The approach Lutfy J. suggests for review of the Citizenship Judge's decision is to assess whether the judge has made reference to one or other of these classifications of jurisprudence, and if that is done, whether that is then applied correctly to the facts of the case. If so there is no basis for intervention of the Court.

[17]            I am satisfied that the Citizenship Judge in the case at bar opted for the test expressed by Thurlow J. in Re Papadogiorgakis. It is useful to reproduce here the words of Mr. Justice Thurlow at pages 213-215:

                               It seem as to me that the words "residence" and "resident" in paragraph 5(1)(b) of the new Citizenship Act are not as strictly limited to actual presence in Canada throughout the period as they were in the former statute but can include, as well, situations in which the person concerned has a place in Canada which is used by him during the period as a place of abode to a sufficient extent to demonstrate the reality of his residing there during the material period even though he is away from it part of the time. [...]

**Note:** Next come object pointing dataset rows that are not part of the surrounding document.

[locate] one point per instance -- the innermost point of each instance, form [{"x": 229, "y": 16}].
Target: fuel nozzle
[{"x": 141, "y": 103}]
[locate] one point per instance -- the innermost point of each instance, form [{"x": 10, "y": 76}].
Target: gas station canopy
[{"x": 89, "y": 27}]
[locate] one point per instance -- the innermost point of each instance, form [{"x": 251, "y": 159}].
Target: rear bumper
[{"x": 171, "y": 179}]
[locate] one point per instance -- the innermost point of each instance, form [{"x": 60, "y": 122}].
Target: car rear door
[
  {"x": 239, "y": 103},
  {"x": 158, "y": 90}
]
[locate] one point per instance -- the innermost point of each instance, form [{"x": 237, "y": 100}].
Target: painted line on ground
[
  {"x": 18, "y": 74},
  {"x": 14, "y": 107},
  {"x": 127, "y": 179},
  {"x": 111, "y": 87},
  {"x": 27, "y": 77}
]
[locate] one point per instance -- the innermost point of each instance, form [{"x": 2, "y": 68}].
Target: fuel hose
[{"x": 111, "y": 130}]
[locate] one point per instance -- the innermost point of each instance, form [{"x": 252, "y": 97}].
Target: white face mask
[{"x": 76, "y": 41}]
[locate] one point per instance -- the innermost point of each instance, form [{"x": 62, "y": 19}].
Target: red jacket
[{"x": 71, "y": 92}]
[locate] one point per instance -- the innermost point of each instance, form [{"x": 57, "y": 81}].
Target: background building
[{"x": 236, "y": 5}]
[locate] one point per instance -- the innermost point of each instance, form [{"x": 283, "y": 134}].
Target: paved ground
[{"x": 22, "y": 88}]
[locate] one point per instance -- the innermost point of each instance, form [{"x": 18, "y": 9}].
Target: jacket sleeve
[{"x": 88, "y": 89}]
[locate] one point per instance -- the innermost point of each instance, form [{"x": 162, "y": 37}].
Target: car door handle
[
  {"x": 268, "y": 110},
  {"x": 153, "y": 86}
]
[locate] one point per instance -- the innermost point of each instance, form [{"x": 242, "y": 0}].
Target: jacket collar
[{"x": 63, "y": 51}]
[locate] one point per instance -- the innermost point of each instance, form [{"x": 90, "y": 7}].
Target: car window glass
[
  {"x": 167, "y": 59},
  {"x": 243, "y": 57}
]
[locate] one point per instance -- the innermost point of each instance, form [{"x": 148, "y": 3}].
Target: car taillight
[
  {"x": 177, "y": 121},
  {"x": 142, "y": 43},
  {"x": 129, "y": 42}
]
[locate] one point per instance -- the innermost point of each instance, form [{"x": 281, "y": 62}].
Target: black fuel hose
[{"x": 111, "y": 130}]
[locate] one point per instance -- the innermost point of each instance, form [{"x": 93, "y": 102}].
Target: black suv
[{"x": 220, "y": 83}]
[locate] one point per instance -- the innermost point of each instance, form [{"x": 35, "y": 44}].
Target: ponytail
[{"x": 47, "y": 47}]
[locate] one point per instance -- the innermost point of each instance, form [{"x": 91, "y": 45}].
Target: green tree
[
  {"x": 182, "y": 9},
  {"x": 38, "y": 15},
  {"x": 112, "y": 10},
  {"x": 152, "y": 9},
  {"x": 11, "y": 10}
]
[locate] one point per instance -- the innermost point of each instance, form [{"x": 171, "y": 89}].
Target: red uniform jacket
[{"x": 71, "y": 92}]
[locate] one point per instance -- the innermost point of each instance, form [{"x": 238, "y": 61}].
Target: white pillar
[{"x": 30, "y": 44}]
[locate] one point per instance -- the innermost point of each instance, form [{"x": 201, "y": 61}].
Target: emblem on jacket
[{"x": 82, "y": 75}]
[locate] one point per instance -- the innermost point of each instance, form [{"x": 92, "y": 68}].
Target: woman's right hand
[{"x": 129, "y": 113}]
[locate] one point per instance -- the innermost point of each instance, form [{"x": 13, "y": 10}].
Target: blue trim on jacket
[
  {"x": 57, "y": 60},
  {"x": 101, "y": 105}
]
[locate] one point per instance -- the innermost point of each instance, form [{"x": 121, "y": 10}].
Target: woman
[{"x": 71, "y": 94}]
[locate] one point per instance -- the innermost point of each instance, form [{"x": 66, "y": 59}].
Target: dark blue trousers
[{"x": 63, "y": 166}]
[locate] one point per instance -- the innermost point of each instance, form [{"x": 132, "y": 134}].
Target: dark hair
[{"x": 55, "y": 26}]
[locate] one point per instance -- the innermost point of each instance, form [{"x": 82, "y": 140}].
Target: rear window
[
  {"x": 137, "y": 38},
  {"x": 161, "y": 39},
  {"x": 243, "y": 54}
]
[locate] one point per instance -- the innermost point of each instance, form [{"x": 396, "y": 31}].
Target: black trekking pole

                               A person with an established home of his own in which he lives does not cease to be resident there when he leaves it for a temporary purpose whether on business or vacation or even to pursue a course of study. The fact of his family remaining there while he is away may lend support for the conclusion that he has not ceased to reside there. The conclusion may be reached, as well, even though the absence may be more or less lengthy. It is also enhanced if he returns there frequently when the opportunity to do so arises. It is, as Rand J. appears to me to be saying in the passage I have read, "chiefly a matter of the degree to which a person in mind and fact settles into or maintains or centralizes his ordinary mode of living with its accessories in social relations, interests and conveniences at or in the place in question".


[...]

                               He did so without closing out or breaking the continuity of his maintaining or centralizing his ordinary mode of living there. He took with him what he needed for the purpose of his stay in Massachusetts, but left the remainder of his belongings at the home where he had been living.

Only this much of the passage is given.